Speculative decoding

Speculative decoding is an inference-time optimization that speeds up autoregressive generation by combining a fast “draft” model with the target model.

The core drivers behind this approach:

  • Some tokens are easier to predict than others and can be handled by a smaller model.
  • In LLM decoding, a sequential token-by-token generation process, the main bottleneck is memory bandwidth, not compute. Speculative decoding leverages spare compute capacity (due to underutilized parallelism in accelerators) to predict multiple tokens at once.

The roles of the two models:

  • Draft model: A smaller, faster model (like a distilled version of the target model) proposes a draft sequence of tokens.
  • Target model: The main model verifies the draft’s tokens and decides which to accept.
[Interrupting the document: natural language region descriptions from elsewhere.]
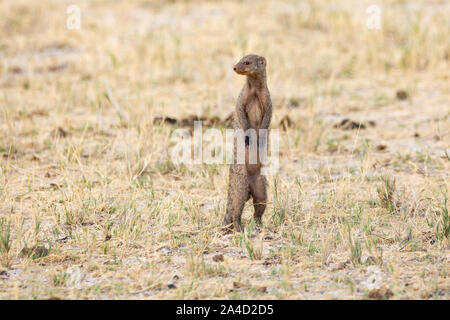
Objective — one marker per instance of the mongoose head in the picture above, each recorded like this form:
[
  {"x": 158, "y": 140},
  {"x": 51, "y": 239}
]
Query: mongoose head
[{"x": 250, "y": 65}]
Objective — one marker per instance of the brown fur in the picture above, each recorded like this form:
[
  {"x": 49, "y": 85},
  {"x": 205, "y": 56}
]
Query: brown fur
[{"x": 253, "y": 110}]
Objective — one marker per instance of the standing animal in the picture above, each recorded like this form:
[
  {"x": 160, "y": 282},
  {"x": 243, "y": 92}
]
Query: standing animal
[{"x": 253, "y": 111}]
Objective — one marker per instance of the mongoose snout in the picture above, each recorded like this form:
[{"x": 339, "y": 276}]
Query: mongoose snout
[{"x": 251, "y": 64}]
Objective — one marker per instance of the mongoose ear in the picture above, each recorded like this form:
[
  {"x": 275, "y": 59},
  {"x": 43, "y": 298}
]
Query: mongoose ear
[{"x": 262, "y": 61}]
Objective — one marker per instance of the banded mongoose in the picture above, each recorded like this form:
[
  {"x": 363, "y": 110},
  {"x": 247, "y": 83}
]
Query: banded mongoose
[{"x": 253, "y": 111}]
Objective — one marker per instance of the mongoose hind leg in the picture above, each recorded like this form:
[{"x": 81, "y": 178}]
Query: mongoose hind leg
[
  {"x": 258, "y": 192},
  {"x": 238, "y": 195}
]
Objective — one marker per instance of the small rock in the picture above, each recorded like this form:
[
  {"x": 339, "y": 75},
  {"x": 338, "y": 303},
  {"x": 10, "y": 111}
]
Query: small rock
[
  {"x": 34, "y": 252},
  {"x": 218, "y": 258},
  {"x": 262, "y": 289},
  {"x": 165, "y": 250},
  {"x": 347, "y": 124},
  {"x": 59, "y": 133},
  {"x": 286, "y": 122},
  {"x": 370, "y": 260},
  {"x": 402, "y": 95}
]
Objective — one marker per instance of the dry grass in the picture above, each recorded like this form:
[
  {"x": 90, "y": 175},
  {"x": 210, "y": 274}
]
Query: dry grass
[{"x": 91, "y": 208}]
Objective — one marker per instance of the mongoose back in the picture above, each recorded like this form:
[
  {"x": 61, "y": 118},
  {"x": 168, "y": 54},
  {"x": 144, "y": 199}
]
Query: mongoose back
[{"x": 253, "y": 111}]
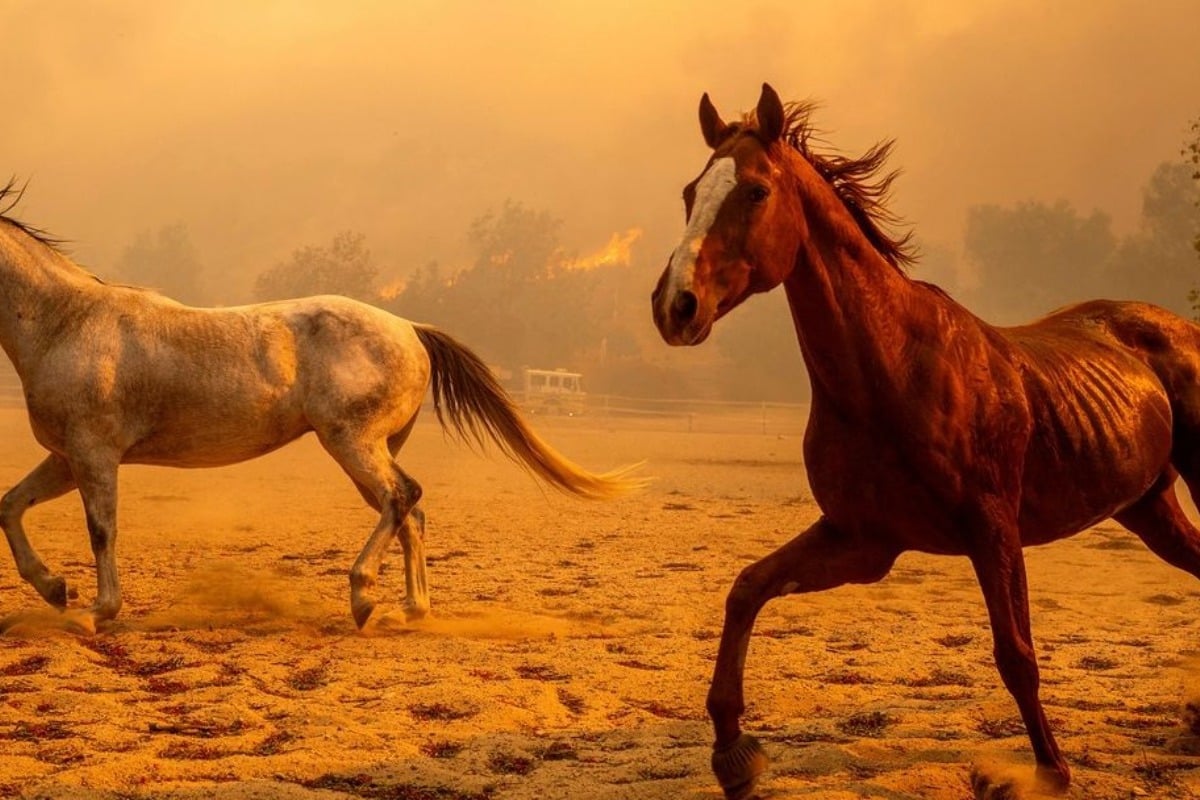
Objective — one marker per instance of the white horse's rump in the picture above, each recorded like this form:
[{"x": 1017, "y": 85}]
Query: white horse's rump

Here’s the step-by-step process:

  1. The draft model predicts the next K tokens after the input sequence.
  2. The target model then verifies these K tokens in parallel to see if it would also predict them.
  3. The target model accepts the longest prefix of these K tokens that it agrees with.
  4. If it accepts h tokens, it then generates the (h+1)-th token itself (so that generation remains on track).
  5. The process repeats: the draft model proposes the next K tokens based on this new extended sequence.

spec-decoding.png

Key benefits of speculative decoding:

  • Parallel verification: Since verification doesn’t depend on previous verifications, it’s faster than generation (which is sequential).
  • High acceptance for easy tokens: The draft model can often get the next few tokens correct, which speeds up generation.
  • Better use of hardware: Because verification uses hardware resources that would otherwise be idle, overall throughput improves.

However, speculative decoding has its own costs. Because both the draft model and the target model need to be loaded into memory, it increases overall VRAM usage. This reduces the available memory for other tasks (e.g., batch processing), which can limit throughput, especially under high load or when serving large models.